Received 16 October 2017, accepted 16 November 2017, available online 11 January 2018.

Copyright © 2018 A. Averianov et al. This is an open-access article distributed under the terms of the Creative Commons Attribution License (for details please see http://creativecommons.org/licenses/by/4.0/), which permits unrestricted use, distribution, and reproduction in any medium, provided the original author and source are credited.

Introduction

Brontotheres, or titanotheres, are extinct perissodactyls famous for their peculiar bunolophodont morphology and, in late representatives, large body size and bizarre nasofrontal horns. The phylogenetic position of brontotheres within the Perissodactyla has been debated; a recent analysis places them close to tapirs and chalicotheres (Rose et al. 2014). Brontotheres are common in the Eocene of North America and Eastern Asia (Osborn 1929b; Granger and Gregory 1943; Mihlbachler 2008). In China, most records of brontotheres come from Northern China, mainly from the Nei Mongol Province (Granger and Gregory 1943; Russell and Zhai 1987; Wang et al. 1999; Mihlbachler 2008). In South China, brontothere remains have been reported from the five intermountain basins: Lunan, Lijiang, and Yuezhow basins in Yunnan Province, Shinao Basin in Guizhou Province, and Bose Basin in Guangxi Zhuang Autonomous Region. The brontotheriid taxa identified previously from these basins by Chinese scientists include Dianotitan lunanensis (Chow and Hu, 1959), Protitan major Huang and Zheng, 2004, Protitan cf. robustus Granger and Gregory, 1943, Rhinotitan quadridens Xu and Chiu, 1962, and Brontotheriidae indet. from the middle Eocene Lumeiyi Formation of Lunan Basin (Chow and Hu 1959; Xu and Chiu 1962; Chow et al. 1974; Zheng et al. 1978; Huang and Zheng 2004); Brontotheriidae indet. from the middle Eocene Xiangshan Formation of Lijiang Basin (Zhang et al. 1978); Brontotheriidae indet. from the upper Eocene Caijiachong Formation of Yuezhow Basin (Zhang et al. 1978); Pygmaetitan panxianensis Miao, 1982 from the upper Eocene Shinao Formation of Shinao Basin (Miao 1982); cf. Protitan sp. and Metatelmatherium sp. from the middle Eocene Dongjun Formation of Bose Basin (Ding et al. 1977). According to the recent revision of the brontotheriid species-level taxonomy by Mihlbachler (2008), Dianotitan lunanensis and Pygmaetitan panxiensis are valid taxa, Protitan major and Rhinotitan quadridens are nomina dubia, and the material assigned to Protitan cf. robustus from the Lumeiyi Formation lacks sufficient diagnostic characters for species or genus identification. Identification of brontotheres from the Dongjun Formation is also based on fragmentary and not diagnostic specimens.

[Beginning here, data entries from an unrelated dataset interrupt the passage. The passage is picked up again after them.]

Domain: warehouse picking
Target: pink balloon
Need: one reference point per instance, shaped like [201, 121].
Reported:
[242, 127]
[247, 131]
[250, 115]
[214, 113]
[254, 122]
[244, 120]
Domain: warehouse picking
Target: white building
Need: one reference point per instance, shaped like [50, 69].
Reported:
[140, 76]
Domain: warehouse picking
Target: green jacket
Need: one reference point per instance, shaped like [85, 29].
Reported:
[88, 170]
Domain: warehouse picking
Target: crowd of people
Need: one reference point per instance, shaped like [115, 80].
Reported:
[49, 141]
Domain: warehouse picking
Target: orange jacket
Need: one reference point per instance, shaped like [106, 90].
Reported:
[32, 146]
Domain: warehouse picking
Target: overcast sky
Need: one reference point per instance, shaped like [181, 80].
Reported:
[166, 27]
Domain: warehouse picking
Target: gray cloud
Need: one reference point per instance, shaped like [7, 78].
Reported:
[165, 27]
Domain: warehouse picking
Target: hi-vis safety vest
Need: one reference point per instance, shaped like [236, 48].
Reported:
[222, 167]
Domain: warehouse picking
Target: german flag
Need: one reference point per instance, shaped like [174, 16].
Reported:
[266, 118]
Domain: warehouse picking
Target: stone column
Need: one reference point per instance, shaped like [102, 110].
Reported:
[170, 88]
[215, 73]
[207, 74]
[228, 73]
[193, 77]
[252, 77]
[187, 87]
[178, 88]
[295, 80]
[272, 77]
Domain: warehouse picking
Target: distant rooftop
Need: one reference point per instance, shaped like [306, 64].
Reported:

Here we report on a brontothere record in another intermountain basin in South China, represented by a maxillary fragment with P4 and M1-2 (SYSU-M-4). It comes from the dark brown oil shales in the upper part of the Youganwo Formation (Fig. 1) of the Maoming Basin in Guangdong Province, which were deposited under lacustrine conditions. This is the southernmost record of the Brontotheriidae in China. The Youganwo Formation has been dated based on magnetostratigraphy and palynomorph assemblages as upper Eocene (Wang et al. 1994; Jin 2008; Li et al. 2016), or middle-upper Eocene (Aleksandrova et al. 2015). The previously known vertebrate assemblage of the Youganwo Formation includes cyprinid fishes, carettochelyid, adocid, trionychid, and geoemydid turtles, tomistomine and alligatorid crocodiles, nimravid carnivore, and amynodontid perissodactyls (Chow and Liu 1955; Liu 1957; Ye 1958, 1963, 1994; Chow and Ye 1962; Wang et al. 2007; Tong et al. 2010; Claude et al. 2012; Danilov et al. 2013, 2017; Skutschas et al. 2014; Chen et al. 2015; Averianov et al. 2016, 2017).

Institutional abbreviations.—IVPP, Institute of Vertebrate Paleontology and Paleoanthropology, Chinese Academy of Sciences, Beijing, China; SYSU-M, Mammal fossil collection from the Maoming Basin in the School of Life Sciences, Sun Yat-sen University, Guangzhou, China.

Systematic palaeontology

Order Perissodactyla Owen, 1848

Family Brontotheriidae Marsh, 1873

Subfamily Brontotheriinae Marsh, 1873

Tribe Brontotheriini Marsh, 1873

Subtribe Brontotheriina Marsh, 1873

Infratribe Embolotheriita Osborn, 1929a

Genus Maobrontops nov.

Etymology: From Maoming City and Brontops, a currently invalid genus of North American brontotheres, used as a suffix for some Asian brontotheres.

Type species: Maobrontops paganus sp. nov., by monotypy, see below.

Diagnosis.―Same as for the type species.

Maobrontops paganus sp. nov.

Fig. 2.

Etymology: From Latin paganus, rustic; an allusion to the collection of many Maoming fossils by locals.

Type material: Holotype: SYSU-M-4, a left maxillary fragment with P4 and M1–2.

Type locality: The oil shale quarry (21°420 N, 110°530 E) located near Maoming City, Maoming Basin, Guangdong Province, China.

Type horizon: Youganwo Formation, upper Eocene (Li et al. 2016).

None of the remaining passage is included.